Also I took some picture outside how far up on the boat do i need to go non ablative? What other kind of paint do i use for the rest up to the rubrail?


----------



## sailortjk1 (Dec 20, 2005)

SailingFlorida said:


> Also I took some picture outside how far up on the boat do i need to go non ablative? What other kind of paint do i use for the rest up to the rubrail?


looks like you already have an existing water line, just follow that. Unless you think you need to modify it for some reason.

Lots of Topsides Paint out there. Thats like asking what anchor I should carry. Your going to have to do some research. A talk with your local chandler will help. Awlgrip, Awlcraft, are a couple but they can be expensive and difficult to use for the DYI.
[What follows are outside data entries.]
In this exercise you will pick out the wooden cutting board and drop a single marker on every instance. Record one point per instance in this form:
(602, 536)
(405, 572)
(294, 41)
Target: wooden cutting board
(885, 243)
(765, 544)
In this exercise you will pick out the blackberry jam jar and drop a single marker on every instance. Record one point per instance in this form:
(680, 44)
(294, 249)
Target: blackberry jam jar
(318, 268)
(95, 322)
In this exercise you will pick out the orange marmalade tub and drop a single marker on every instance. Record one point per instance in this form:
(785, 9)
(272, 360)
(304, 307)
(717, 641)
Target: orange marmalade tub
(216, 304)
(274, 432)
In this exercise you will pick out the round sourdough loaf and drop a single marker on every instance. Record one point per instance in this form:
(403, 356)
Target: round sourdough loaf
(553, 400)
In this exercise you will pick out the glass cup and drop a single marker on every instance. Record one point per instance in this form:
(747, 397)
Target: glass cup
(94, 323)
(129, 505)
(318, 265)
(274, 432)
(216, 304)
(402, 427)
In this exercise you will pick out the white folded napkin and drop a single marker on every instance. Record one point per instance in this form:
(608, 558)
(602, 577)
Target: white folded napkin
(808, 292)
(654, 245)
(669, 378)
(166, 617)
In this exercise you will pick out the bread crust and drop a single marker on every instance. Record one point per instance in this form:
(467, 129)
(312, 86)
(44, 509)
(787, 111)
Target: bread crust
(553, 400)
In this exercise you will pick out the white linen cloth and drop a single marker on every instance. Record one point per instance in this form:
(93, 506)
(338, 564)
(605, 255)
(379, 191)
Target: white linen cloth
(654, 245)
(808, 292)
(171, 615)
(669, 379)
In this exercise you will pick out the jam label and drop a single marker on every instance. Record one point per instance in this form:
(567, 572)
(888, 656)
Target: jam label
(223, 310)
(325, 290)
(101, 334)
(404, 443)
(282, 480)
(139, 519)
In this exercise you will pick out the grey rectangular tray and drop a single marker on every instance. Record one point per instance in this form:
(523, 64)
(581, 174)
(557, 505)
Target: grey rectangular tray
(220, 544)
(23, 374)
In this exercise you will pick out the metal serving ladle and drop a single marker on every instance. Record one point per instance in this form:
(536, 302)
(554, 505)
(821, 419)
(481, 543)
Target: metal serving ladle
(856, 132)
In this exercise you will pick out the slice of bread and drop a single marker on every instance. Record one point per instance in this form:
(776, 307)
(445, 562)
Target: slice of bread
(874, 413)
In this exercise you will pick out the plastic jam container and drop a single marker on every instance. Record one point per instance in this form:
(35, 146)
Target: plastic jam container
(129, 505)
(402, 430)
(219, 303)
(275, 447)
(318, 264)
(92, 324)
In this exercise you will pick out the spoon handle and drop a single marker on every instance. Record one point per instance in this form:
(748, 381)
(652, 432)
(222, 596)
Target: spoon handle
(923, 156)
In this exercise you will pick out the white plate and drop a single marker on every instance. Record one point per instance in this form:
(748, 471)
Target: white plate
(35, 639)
This link might help, it has some tips on DIY Topside Painting.

Sailing World - The Do-It-Yourself Topside Paint Job


----------



## AllThumbs (Jul 12, 2008)

All the black gets ablative bottom paint.


----------



## baboon (Aug 7, 2008)

Ablative bottom paint makes sense if you are going to store her in the water, but think twice about painting above the waterline. Gelcoat is pretty amazing stuff and can often be brought back to life with a polish and wax job. Topside painting is expensive, difficult to repair when (not IF) damaged, and will do nothing to improve the comfort or performance of your boat. If you must paint, wait until you have sailed a season first and have learned how your craft handles. You will be less likely to bounce of a dock and mess up hours of hard work painting the hull. One of the those "don't ask me how I know" statements.


----------



## arf145 (Jul 25, 2007)

baboon said:


> ... think twice about painting above the waterline. Gelcoat is pretty amazing stuff and can often be brought back to life with a polish and wax job.


I was thinking the same thing baboon. From that picture the gelcoat doesn't look all that bad. I'd be surprised if it couldn't be made to shine. OP might want to check out MaineSail's write ups on resuscitating gelcoat.


----------